[Editor’s Note: We do not generally cover – and do not in any way endorse – commercial market research about the vaccines sector. But we do recognize the rapid growth of the vaccine industry and the revenue and profit contribution of vaccines in a number of pharma companies. These dynamics clearly affect vaccine ethics and policy. The research below provides projections about the scale and projected growth of the sector and is interesting in that regard.]

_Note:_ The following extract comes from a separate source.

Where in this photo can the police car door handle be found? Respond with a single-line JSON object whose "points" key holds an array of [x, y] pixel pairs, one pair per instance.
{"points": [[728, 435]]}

Research and Markets: By 2016, the Global Vaccines Market is Expected to Generate More Than Twice the Annual Revenue of 2009
“The global vaccines industry was valued at $24 billion in 2009 and is expected to reach $52 billion in 2016 at a Compounded Annual Growth Rate (CAGR) of 11.5%. The vaccines market, which was once considered a low-profit segment of the top players’ portfolios, showed a turnaround after the resounding success of Prevnar, the first blockbuster vaccine. The ability of vaccines to generate high revenue and profits despite being priced at a premium has proven attractive to both existing players in the market and to big pharmaceutical companies who have been watching the development of the market with interest.
“The surge in revenues and growth rates came at a time when the pharmaceutical industry was under huge pressure from patent expiries and weakened pipelines. The pharmaceutical industry has been intent on strengthening their revenue streams and streamlining operations through lay-offs and shutdowns of manufacturing and R&D operations. The success of premium priced vaccines such as Prevnar, Gardasil, and Cervarix has prompted big pharmaceutical players such as Pfizer and AstraZeneca to invest in the vaccines industry which promises safe revenues due to a lack of threat from generics….”

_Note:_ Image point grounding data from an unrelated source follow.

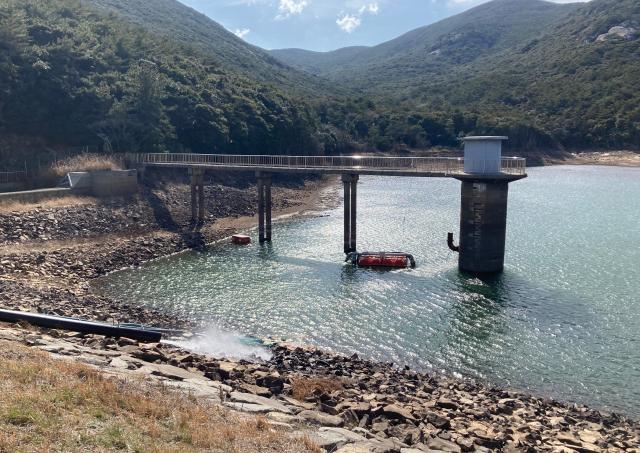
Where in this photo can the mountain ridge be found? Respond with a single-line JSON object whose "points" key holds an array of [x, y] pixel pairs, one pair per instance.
{"points": [[470, 27], [207, 36]]}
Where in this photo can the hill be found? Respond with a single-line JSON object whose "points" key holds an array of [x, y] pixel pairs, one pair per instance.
{"points": [[319, 63], [548, 75], [484, 30], [73, 75], [179, 23]]}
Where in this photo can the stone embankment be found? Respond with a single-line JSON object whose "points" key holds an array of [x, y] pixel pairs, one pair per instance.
{"points": [[344, 404], [349, 405]]}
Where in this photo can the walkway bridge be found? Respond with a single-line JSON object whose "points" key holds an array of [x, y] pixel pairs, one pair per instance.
{"points": [[361, 165], [484, 173]]}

“…The authors analyze that licensing and co-development agreements are characteristic of the global vaccines market where technologies and development platforms are highly dispersed amongst small and big companies. Smaller vaccine companies that do not have the financial muscle to compete against the top vaccine players make use of their technologies to generate revenues through royalties and through other revenue sharing agreements. Also, a number of public-private partnerships help the vaccines industry develop interventions for new diseases
‘”The global vaccines industry is a difficult industry for smaller companies to succeed in due to the high development costs required for licensing, acquisitions, marketing and manufacturing. Vaccine companies with promising candidates in the pipeline engage in out-licensing agreements with the top players, who in turn provide marketing, sales, and regulatory support. However, the vaccines industry remains an attractive one for large and small companies alike due to its potential to generate revenues from smaller disease populations too. Hence, the vaccines industry is expected to remain highly active in the future fuelled by the encouragement and financing from governments and other health organizations.”